【続・北の味めぐり】手作り木綿豆腐 元西豆腐店(日光)

【続・北の味めぐり】手作り木綿豆腐 元西豆腐店(日光)

 コシのある表面と、その奥の内側に待っている柔らかさとなめらかな食感。絶妙なバランスの舌触りとともに、大豆の風味と香りが広がる。湯豆腐にしても形崩れすることなく、歯応えのある表側と内部のまろやかな口当たりは変わらない。創業以来約90年続く看板商品の木綿豆腐(税込み150円)だ。

 3代目店主の元西孝(もとにしたかし)さん(58)が会社勤めに区切りをつけ、家業を継いだのは25歳の時。「先代の父と15年ほど一緒に豆腐を作って学び、父の病死後に独り立ちしたんです」。川治温泉街の国道121号沿いに構える店は、母トクさん(80)と妻幸子(さちこ)さん(57)の3人で切り盛りする。

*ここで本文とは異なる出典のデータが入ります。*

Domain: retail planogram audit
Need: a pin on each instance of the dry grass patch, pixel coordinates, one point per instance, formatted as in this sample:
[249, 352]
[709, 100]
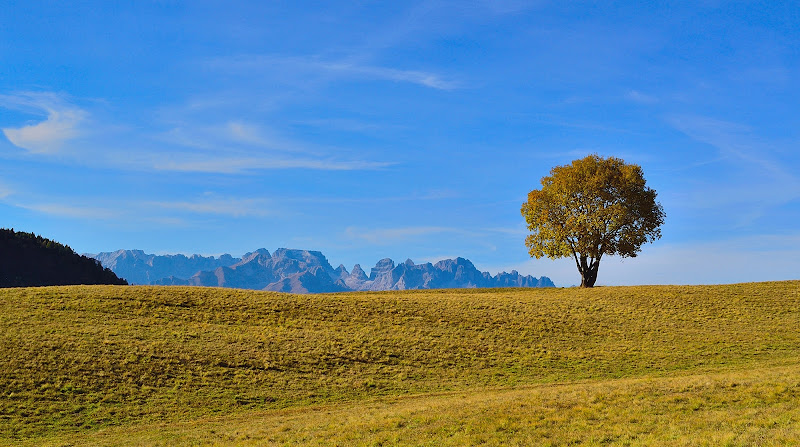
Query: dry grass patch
[80, 359]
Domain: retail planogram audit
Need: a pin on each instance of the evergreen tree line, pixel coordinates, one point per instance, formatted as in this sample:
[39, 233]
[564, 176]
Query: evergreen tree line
[29, 260]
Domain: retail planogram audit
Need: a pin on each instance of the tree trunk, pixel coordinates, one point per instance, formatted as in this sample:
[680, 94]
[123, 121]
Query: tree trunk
[588, 271]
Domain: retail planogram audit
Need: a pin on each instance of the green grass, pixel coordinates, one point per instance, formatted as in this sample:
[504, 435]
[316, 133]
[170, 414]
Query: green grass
[112, 365]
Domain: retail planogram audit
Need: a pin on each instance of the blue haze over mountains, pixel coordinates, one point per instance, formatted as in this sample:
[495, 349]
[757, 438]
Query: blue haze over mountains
[303, 271]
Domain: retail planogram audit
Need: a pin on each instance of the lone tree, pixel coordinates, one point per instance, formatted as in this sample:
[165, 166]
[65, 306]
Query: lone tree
[593, 207]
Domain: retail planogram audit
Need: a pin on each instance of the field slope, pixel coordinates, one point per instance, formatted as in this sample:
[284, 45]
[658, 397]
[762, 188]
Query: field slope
[107, 365]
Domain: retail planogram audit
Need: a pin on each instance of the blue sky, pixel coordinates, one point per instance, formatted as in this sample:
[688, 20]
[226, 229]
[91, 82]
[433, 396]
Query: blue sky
[401, 129]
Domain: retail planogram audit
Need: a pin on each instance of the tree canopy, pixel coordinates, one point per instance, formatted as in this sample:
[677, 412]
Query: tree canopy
[592, 207]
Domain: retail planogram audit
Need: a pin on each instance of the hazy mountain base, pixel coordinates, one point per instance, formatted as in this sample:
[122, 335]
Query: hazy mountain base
[303, 271]
[80, 359]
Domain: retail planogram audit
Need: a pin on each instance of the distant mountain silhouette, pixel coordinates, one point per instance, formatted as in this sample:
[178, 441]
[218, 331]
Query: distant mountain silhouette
[304, 271]
[28, 260]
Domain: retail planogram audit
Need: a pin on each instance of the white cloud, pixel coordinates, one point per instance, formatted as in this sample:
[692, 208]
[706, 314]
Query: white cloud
[61, 124]
[392, 235]
[223, 206]
[5, 191]
[236, 165]
[642, 98]
[71, 211]
[309, 67]
[426, 79]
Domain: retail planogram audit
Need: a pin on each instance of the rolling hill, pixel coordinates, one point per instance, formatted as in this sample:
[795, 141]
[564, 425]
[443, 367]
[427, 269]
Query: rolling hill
[108, 365]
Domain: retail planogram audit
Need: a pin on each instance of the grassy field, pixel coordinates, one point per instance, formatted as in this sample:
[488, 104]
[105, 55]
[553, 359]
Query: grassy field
[666, 365]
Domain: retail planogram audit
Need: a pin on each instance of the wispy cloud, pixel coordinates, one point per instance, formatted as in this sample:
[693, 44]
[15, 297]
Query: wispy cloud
[5, 191]
[423, 78]
[642, 98]
[62, 121]
[763, 181]
[73, 211]
[393, 235]
[317, 67]
[236, 165]
[223, 206]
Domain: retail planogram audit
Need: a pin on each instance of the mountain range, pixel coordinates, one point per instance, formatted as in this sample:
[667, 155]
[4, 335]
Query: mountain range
[303, 271]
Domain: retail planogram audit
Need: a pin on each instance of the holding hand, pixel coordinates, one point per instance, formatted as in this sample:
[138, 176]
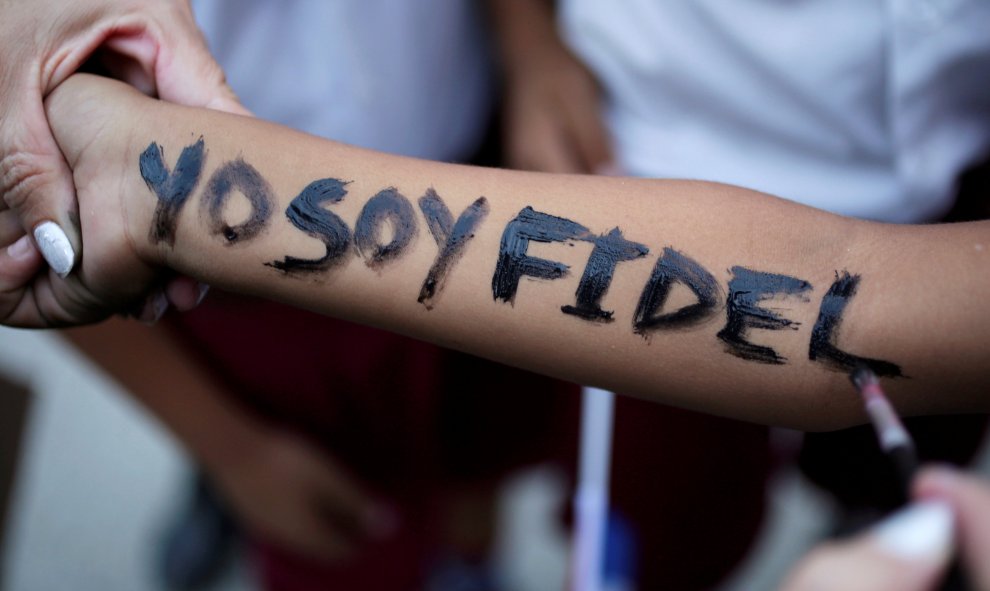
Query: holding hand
[153, 45]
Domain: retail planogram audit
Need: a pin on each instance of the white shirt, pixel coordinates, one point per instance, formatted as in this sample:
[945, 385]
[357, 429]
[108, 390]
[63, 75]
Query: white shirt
[869, 108]
[410, 78]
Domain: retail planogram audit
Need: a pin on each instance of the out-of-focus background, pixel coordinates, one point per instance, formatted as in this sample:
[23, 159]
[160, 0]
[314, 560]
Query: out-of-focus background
[96, 480]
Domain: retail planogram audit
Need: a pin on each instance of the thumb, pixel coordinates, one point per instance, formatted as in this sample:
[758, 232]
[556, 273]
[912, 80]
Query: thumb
[907, 551]
[187, 73]
[173, 62]
[37, 185]
[970, 499]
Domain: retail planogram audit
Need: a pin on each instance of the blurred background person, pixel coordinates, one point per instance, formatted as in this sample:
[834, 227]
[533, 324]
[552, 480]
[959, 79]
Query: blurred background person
[351, 457]
[854, 107]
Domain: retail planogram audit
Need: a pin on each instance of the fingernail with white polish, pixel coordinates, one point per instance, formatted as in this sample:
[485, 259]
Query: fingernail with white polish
[21, 249]
[203, 290]
[55, 247]
[923, 530]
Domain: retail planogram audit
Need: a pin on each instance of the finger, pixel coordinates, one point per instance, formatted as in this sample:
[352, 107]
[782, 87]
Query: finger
[970, 499]
[191, 75]
[37, 185]
[10, 227]
[19, 263]
[908, 551]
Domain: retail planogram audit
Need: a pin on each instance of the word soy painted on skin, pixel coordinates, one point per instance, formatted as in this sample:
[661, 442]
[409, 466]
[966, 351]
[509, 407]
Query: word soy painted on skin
[748, 289]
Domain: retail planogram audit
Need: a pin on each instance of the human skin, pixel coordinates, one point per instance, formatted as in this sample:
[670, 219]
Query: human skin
[917, 306]
[877, 562]
[153, 45]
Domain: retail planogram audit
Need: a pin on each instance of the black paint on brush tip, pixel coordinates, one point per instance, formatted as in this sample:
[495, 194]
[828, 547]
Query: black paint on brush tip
[674, 267]
[451, 239]
[387, 207]
[825, 334]
[307, 212]
[237, 176]
[513, 262]
[172, 188]
[747, 290]
[610, 250]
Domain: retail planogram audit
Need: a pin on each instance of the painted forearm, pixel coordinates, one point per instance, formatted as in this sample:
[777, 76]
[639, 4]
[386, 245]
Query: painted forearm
[701, 295]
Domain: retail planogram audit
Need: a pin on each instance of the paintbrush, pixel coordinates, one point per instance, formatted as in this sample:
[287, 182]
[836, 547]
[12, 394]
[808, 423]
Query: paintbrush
[894, 439]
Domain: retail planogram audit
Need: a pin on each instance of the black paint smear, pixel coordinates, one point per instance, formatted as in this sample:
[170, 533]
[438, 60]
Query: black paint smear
[513, 263]
[237, 175]
[451, 239]
[307, 213]
[387, 206]
[674, 267]
[171, 188]
[823, 336]
[610, 250]
[747, 289]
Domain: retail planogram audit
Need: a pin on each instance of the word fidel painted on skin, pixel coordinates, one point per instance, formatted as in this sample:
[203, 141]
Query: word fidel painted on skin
[748, 289]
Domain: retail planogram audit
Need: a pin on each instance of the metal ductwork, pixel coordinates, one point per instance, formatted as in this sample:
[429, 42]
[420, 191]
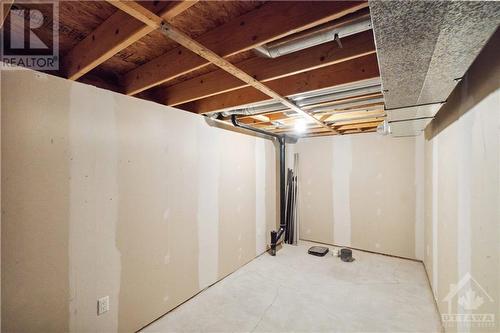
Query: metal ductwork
[328, 32]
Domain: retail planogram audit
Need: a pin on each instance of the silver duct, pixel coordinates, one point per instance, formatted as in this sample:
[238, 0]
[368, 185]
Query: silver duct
[312, 37]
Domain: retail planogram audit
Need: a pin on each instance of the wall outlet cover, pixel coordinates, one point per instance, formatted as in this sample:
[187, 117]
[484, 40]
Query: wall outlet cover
[102, 305]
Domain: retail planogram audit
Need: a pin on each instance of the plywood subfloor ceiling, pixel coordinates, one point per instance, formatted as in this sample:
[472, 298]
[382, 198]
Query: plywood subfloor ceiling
[207, 63]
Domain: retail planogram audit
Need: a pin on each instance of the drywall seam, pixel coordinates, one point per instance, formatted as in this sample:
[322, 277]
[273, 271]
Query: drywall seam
[435, 164]
[93, 212]
[419, 195]
[208, 206]
[342, 168]
[465, 125]
[260, 196]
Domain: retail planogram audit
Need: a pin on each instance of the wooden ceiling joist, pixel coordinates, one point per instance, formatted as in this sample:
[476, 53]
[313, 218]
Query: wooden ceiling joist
[113, 35]
[269, 22]
[178, 36]
[265, 69]
[362, 68]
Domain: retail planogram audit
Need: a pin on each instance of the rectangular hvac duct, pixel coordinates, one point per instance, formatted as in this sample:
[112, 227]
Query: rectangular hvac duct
[425, 47]
[413, 112]
[412, 127]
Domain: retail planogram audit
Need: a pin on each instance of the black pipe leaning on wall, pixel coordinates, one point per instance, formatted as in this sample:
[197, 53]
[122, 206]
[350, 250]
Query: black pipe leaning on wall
[275, 235]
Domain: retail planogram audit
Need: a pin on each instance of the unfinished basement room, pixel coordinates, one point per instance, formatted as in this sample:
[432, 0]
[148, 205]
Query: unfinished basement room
[250, 166]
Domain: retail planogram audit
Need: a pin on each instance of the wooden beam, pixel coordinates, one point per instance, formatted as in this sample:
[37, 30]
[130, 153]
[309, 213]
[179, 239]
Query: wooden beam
[358, 69]
[189, 43]
[113, 35]
[6, 5]
[271, 21]
[264, 69]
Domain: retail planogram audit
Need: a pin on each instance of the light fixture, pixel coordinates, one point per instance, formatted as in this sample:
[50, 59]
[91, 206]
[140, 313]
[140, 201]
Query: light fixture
[300, 126]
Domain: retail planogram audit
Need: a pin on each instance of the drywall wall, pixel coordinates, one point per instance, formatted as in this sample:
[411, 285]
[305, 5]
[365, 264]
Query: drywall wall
[108, 195]
[361, 191]
[462, 190]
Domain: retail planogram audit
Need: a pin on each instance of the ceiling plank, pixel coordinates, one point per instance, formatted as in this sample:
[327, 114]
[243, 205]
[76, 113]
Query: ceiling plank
[113, 35]
[271, 21]
[358, 69]
[175, 34]
[265, 69]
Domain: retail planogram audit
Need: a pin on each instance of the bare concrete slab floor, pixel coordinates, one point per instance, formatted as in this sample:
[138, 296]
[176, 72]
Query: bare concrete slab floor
[298, 292]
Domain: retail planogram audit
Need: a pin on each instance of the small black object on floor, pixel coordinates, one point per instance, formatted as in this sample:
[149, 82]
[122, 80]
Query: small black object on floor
[346, 255]
[318, 251]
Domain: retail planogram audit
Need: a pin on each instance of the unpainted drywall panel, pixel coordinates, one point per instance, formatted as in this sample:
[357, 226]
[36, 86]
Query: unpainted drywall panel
[369, 180]
[108, 195]
[316, 190]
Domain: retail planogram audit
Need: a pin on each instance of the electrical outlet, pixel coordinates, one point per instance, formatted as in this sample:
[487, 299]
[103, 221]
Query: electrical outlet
[102, 305]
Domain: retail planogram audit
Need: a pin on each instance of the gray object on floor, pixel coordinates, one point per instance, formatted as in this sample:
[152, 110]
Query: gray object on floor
[346, 255]
[319, 251]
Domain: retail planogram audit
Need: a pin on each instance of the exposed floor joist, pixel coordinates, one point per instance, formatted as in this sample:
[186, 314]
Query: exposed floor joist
[269, 22]
[6, 4]
[171, 32]
[113, 35]
[264, 69]
[358, 69]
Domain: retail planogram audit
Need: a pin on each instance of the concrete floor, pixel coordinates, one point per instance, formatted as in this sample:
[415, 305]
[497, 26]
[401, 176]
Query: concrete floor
[298, 292]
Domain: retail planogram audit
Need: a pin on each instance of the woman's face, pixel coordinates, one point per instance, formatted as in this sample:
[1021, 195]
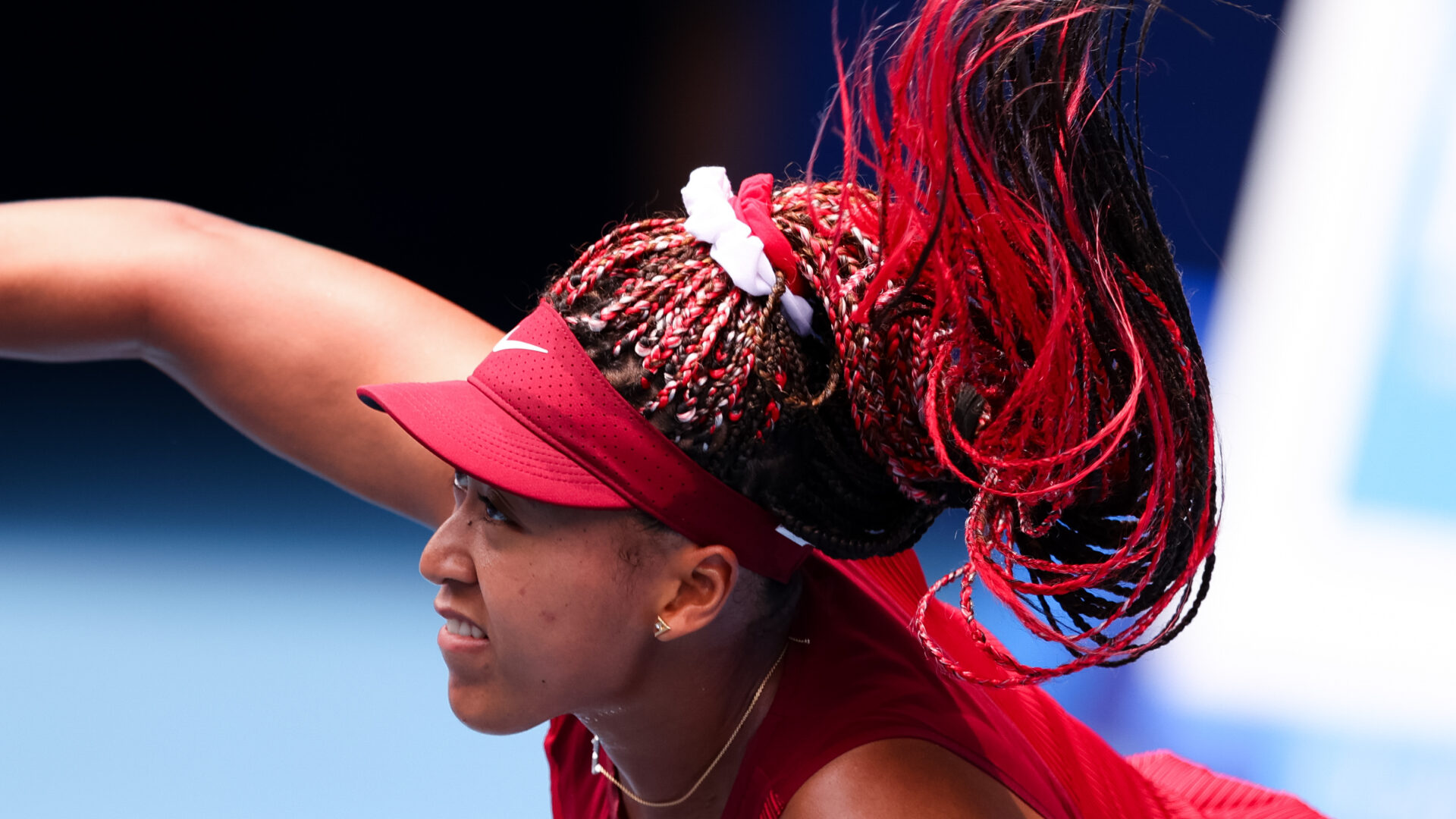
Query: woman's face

 えりすぐりの大豆をすって煮込み、搾り取った豆乳ににがりを寄せて木綿の布を敷いたアルミ製型枠に入れて固める。大豆はもちろん、にがりを加えるタイミングや量がポイントだ。「天気や気温によっても出来具合は日々異なる。毎日が勘との闘い」

 木綿豆腐の水分を十分に切り、高温の油でカラっと揚げた厚揚げ豆腐(同70円)も常連やリピーターの人気商品。手作りの油揚げ(55円)とともに、こだわりの職人技が味わい深さを生んでいる。

 ◆メモ 日光市藤原1137の1。午前10時~午後6時(売り切れ次第終了)。木曜定休。(問)0288・78・0143。